Sommes-nous en communication les uns avec les autres ? Avançons lentement, parce que tout ceci est assez difficile. Je vous en prie, ne dites pas « oui » avec tant de facilité. Si vous êtes en droit de dire « oui », alors quand vous quitterez cette salle, vous devrez être libérés de la peur. Votre façon de dire « oui » est une pure et simple affirmation d’avoir compris verbalement, intellectuellement – c’est-à-dire rien qui vaille. Vous et moi-même ici ce matin examinons la question de la peur et quand vous quitterez cette salle vous devrez en être complètement affranchis. Signifiant que vous êtes dès lors un être humain libre, un être humain différent, complètement transformé, et ceci n’est pas pour demain, c’est pour tout de suite. Donc, vous voyez très clairement que la pensée engendre ces deux choses, vous voyez que toutes nos valeurs sont basées sur la peur et le plaisir – morales, éthiques, sociales et spirituelles.
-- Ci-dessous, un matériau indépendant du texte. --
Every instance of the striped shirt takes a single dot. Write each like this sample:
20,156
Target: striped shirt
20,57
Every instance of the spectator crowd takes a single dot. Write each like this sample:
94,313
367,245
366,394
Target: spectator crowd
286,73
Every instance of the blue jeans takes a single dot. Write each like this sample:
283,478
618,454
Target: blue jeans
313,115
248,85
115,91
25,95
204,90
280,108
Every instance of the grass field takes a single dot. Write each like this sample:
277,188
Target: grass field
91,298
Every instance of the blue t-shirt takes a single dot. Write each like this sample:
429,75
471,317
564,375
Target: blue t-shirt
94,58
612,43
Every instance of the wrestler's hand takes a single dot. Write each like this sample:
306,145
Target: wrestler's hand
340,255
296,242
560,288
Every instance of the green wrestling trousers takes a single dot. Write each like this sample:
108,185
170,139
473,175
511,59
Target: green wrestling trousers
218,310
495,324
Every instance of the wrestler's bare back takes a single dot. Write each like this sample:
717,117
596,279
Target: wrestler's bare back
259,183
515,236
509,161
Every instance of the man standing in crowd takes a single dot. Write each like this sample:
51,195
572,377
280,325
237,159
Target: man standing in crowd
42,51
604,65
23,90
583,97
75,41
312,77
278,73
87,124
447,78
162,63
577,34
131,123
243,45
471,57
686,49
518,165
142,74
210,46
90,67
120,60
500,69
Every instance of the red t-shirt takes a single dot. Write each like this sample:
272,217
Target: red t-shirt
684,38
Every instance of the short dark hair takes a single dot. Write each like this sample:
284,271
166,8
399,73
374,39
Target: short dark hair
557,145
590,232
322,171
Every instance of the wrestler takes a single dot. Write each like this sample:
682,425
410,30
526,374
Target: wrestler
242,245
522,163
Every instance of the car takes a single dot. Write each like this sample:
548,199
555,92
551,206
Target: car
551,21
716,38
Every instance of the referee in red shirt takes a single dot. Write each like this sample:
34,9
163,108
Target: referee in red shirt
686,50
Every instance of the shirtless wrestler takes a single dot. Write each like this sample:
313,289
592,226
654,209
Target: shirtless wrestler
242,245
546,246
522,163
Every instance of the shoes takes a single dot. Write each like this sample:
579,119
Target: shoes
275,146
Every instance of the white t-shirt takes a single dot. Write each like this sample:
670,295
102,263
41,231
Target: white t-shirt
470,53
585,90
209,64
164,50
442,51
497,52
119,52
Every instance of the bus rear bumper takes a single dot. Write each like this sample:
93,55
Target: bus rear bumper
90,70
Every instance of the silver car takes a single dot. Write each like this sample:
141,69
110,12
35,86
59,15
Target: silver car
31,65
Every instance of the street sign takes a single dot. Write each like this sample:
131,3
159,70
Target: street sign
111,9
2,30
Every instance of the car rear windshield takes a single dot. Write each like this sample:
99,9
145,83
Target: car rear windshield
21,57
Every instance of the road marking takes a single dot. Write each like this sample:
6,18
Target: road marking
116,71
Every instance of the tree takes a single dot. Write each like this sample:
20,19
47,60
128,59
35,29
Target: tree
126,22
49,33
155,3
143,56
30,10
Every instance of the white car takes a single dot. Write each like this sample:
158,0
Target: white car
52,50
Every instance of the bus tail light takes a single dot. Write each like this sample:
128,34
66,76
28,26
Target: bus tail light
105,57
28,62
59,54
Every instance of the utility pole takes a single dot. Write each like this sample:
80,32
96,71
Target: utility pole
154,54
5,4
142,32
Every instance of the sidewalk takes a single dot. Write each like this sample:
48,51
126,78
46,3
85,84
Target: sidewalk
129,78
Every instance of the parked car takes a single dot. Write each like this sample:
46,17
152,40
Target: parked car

Si vous percevez la vérité de tout ceci – et pour en voir la vérité il vous faut être extrêmement lucide, en éveil, logiquement, sainement, observant chaque frémissement de la pensée – alors cette perception même est une action totale et par conséquent quand vous quitterez cette salle vous en serez complètement sorti; autrement vous allez dire: « Comment vais-je m’affranchir de la peur demain ? » Dans l’action la pensée doit agir. Vous devez penser pour rentrer chez vous, pour prendre un autobus, un train, pour aller au bureau; dans ces instants la pensée agit avec efficacité, objectivement et non pas d’un point de vue personnel ou émotif, et cette pensée est une chose vitale. Mais quand elle prolonge une expérience que vous avez connue, la reportant par l’action de la mémoire dans l’avenir, alors une telle action est incomplète, produisant certaines formes de résistance et ainsi de suite.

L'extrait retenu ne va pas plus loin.